Suppose that we chose values of \( \alpha \) and \( \beta \) so that the beta prior is indicative of our degree of belief regarding \( p \) in the absence of data
Then using the rule that \[ \mbox{Posterior} \propto \mbox{Likelihood} \times \mbox{Prior} \] and throwing out anything that doesn't depend on \( p \), we have that \[ \begin{align} \mbox{Posterior} &\propto p^x(1 - p)^{n-x} \times p^{\alpha -1} (1 - p)^{\beta - 1} \\ & = p^{x + \alpha - 1} (1 - p)^{n - x + \beta - 1} \end{align} \]
This density is just another beta density with parameters \( \tilde \alpha = x + \alpha \) and \( \tilde \beta = n - x + \beta \)

Posterior mean

\[ \begin{align} E[p ~|~ X] & = \frac{\tilde \alpha}{\tilde \alpha + \tilde \beta}\\ \\ & = \frac{x + \alpha}{x + \alpha + n - x + \beta}\\ \\ & = \frac{x + \alpha}{n + \alpha + \beta} \\ \\ & = \frac{x}{n} \times \frac{n}{n + \alpha + \beta} + \frac{\alpha}{\alpha + \beta} \times \frac{\alpha + \beta}{n + \alpha + \beta} \\ \\ & = \mbox{MLE} \times \pi + \mbox{Prior Mean} \times (1 - \pi) \end{align} \]

Thoughts

The posterior mean is a mixture of the MLE (\( \hat p \)) and the prior mean
\( \pi \) goes to \( 1 \) as \( n \) gets large; for large \( n \) the data swamps the prior
For small \( n \), the prior mean dominates
Generalizes how science should ideally work; as data becomes increasingly available, prior beliefs should matter less and less
With a prior that is degenerate at a value, no amount of data can overcome the prior

Example

Suppose that in a random sample of an at-risk population \( 13 \) of \( 20 \) subjects had hypertension. Estimate the prevalence of hypertension in this population.
\( x = 13 \) and \( n=20 \)
Consider a uniform prior, \( \alpha = \beta = 1 \)
The posterior is proportional to (see formula above) \[ p^{x + \alpha - 1} (1 - p)^{n - x + \beta - 1} = p^x (1 - p)^{n-x} \] That is, for the uniform prior, the posterior is the likelihood
Consider the instance where \( \alpha = \beta = 2 \) (recall this prior is humped around the point \( .5 \)) the posterior is \[ p^{x + \alpha - 1} (1 - p)^{n - x + \beta - 1} = p^{x + 1} (1 - p)^{n-x + 1} \]
The “Jeffrey's prior” which has some theoretical benefits puts \( \alpha = \beta = .5 \)
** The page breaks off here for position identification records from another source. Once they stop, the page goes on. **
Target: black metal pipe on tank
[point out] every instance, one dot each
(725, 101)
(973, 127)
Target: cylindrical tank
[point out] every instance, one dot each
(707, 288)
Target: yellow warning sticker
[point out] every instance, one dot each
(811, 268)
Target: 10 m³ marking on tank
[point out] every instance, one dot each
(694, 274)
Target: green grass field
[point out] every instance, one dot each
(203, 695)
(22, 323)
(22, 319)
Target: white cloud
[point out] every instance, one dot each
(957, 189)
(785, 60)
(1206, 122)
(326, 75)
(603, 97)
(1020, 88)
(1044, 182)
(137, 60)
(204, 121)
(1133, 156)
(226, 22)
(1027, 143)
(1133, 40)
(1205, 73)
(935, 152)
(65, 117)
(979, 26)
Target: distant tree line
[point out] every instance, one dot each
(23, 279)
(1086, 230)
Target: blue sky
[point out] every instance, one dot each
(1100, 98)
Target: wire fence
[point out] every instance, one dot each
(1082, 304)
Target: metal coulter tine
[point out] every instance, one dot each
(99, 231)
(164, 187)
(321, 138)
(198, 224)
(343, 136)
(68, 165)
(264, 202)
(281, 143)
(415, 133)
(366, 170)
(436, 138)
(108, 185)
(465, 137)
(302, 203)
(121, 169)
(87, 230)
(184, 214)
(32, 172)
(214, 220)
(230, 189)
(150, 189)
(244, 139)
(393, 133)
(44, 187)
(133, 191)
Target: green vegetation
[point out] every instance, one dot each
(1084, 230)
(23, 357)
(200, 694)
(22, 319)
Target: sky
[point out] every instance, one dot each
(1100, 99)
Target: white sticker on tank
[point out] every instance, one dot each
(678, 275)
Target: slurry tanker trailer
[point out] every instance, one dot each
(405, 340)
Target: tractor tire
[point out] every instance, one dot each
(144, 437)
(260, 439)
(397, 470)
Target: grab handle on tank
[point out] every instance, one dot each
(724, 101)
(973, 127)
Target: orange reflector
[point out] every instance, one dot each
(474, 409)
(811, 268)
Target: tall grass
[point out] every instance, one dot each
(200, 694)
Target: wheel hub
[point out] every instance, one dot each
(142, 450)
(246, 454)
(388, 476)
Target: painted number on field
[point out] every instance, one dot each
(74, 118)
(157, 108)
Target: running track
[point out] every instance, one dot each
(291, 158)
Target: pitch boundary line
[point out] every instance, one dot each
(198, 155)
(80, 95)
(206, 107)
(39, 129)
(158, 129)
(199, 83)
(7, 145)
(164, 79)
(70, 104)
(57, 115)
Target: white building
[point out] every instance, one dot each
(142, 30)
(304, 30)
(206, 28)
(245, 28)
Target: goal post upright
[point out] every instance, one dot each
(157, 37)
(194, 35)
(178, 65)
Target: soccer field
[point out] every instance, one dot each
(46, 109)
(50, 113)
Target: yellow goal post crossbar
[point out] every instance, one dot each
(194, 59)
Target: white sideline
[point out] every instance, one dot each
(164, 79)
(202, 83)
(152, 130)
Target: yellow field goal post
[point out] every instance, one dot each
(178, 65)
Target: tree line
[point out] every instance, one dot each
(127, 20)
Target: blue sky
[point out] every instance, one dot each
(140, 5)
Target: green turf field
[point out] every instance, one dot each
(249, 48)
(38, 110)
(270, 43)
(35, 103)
pvals <- seq(0.01, 0.99, length = 1000)
x <- 13; n <- 20
myPlot <- function(alpha, beta){
    plot(0 : 1, 0 : 1, type = "n", xlab = "p", ylab = "", frame = FALSE)
    lines(pvals, dbeta(pvals, alpha, beta) / max(dbeta(pvals, alpha, beta)), 
            lwd = 3, col = "darkred")
    lines(pvals, dbinom(x,n,pvals) / dbinom(x,n,x/n), lwd = 3, col = "darkblue")
    lines(pvals, dbeta(pvals, alpha+x, beta+(n-x)) / max(dbeta(pvals, alpha+x, beta+(n-x))),
        lwd = 3, col = "darkgreen")
    title("red=prior,green=posterior,blue=likelihood")
}
manipulate(
    myPlot(alpha, beta),
    alpha = slider(0.01, 100, initial = 1, step = .5),
    beta = slider(0.01, 100, initial = 1, step = .5)
    )

Credible intervals

A Bayesian credible interval is the Bayesian analog of a confidence interval
A \( 95\% \) credible interval, \( [a, b] \) would satisfy \[ P(p \in [a, b] ~|~ x) = .95 \]
The best credible intervals chop off the posterior with a horizontal line in the same way we did for likelihoods
These are called highest posterior density (HPD) intervals

Getting HPD intervals for this example

Install the \texttt{binom} package, then the command

library(binom)
binom.bayes(13, 20, type = "highest")

  method  x  n shape1 shape2   mean  lower  upper  sig
1  bayes 13 20   13.5    7.5 0.6429 0.4423 0.8361 0.05

gives the HPD interval.

The default credible level is \( 95\% \) and the default prior is the Jeffrey's prior.

pvals <- seq(0.01, 0.99, length = 1000)
x <- 13; n <- 20
myPlot2 <- function(alpha, beta, cl){
    plot(pvals, dbeta(pvals, alpha+x, beta+(n-x)), type = "l", lwd = 3,
    xlab = "p", ylab = "", frame = FALSE)
    out <- binom.bayes(x, n, type = "highest", 
        prior.shape1 = alpha, 
        prior.shape2 = beta, 
        conf.level = cl)
    p1 <- out$lower; p2 <- out$upper
    lines(c(p1, p1, p2, p2), c(0, dbeta(c(p1, p2), alpha+x, beta+(n-x)), 0), 
        type = "l", lwd = 3, col = "darkred")
}
manipulate(
    myPlot2(alpha, beta, cl),
    alpha = slider(0.01, 10, initial = 1, step = .5),
    beta = slider(0.01, 10, initial = 1, step = .5),
    cl = slider(0.01, 0.99, initial = 0.95, step = .01)
    )